The goal, obviously, is to buy every building and fill the Bumbles’ town, Springleton, with every last roly-poly Bumble you can, but don’t just pick purchases at random. Each structure and town-member provides you with a gameplay bonus. The buildings allow you to clear sections of the playfield – very handy when you need a particular type of resource and the Match Gods aren’t aligning things in a helpful way. The Bumbles themselves give you extra resources when you match matches or chains. You can have one building and one Bumble helping you at a time, but can switch them out mid-round if you’d like to.

Skill-oriented players may find BumbleTales‘ difficultly level to be a bit disappointing. It’s not particularly hard to unlock every item in the game; plug away at the tile-matching long enough, and eventually you’ll collect enough of everything to make all your purchases. Though the rate for each item goes up as you tack on upgrades, the fees are never astronomical, and you’re never more than a few rounds away from being able to buy that next item.

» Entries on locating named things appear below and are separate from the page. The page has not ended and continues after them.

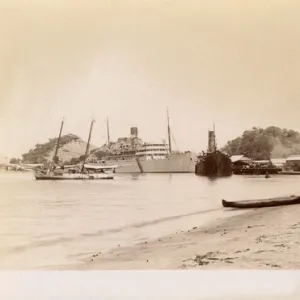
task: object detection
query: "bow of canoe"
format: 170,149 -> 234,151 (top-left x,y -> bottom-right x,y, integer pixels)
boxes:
222,195 -> 300,208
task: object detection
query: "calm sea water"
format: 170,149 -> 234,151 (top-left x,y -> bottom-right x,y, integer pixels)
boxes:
0,172 -> 300,269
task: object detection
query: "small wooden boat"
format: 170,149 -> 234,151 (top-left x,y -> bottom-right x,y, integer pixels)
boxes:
222,195 -> 300,208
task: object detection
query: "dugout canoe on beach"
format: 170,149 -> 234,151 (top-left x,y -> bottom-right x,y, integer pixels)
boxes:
222,195 -> 300,208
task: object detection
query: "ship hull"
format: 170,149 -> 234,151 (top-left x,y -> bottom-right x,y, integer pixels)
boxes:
91,159 -> 141,174
138,153 -> 196,173
195,151 -> 232,176
34,173 -> 114,180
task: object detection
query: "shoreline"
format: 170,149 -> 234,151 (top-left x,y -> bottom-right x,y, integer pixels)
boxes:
63,205 -> 300,270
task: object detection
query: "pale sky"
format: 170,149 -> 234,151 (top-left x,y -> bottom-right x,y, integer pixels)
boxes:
0,0 -> 300,157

The buildings and Bumbles you unlock also carry over into the game’s Arcade mode, which is where you can satisfy your tile-matching urges in a more classic setting. There are no purchase to make here, no upgrades to save up for, just you versus the clock in a bid to do your matching best. The tiles of BumbleTales are bright, colorful, chunky blocks that just beg for your attention, and the enthusiastic cheers of your helper Bumble when you pull off an impressive chain will make you feel like a champ.

And that’s really what it comes down to in BumbleTales – the loveable, bulbous Bumbles themselves. BumbleTales‘ gameplay isn’t significantly different from any other match-three game you’ve ever tried, but its cast of characters are so charming and endearing that you’ll simply enjoy having them around.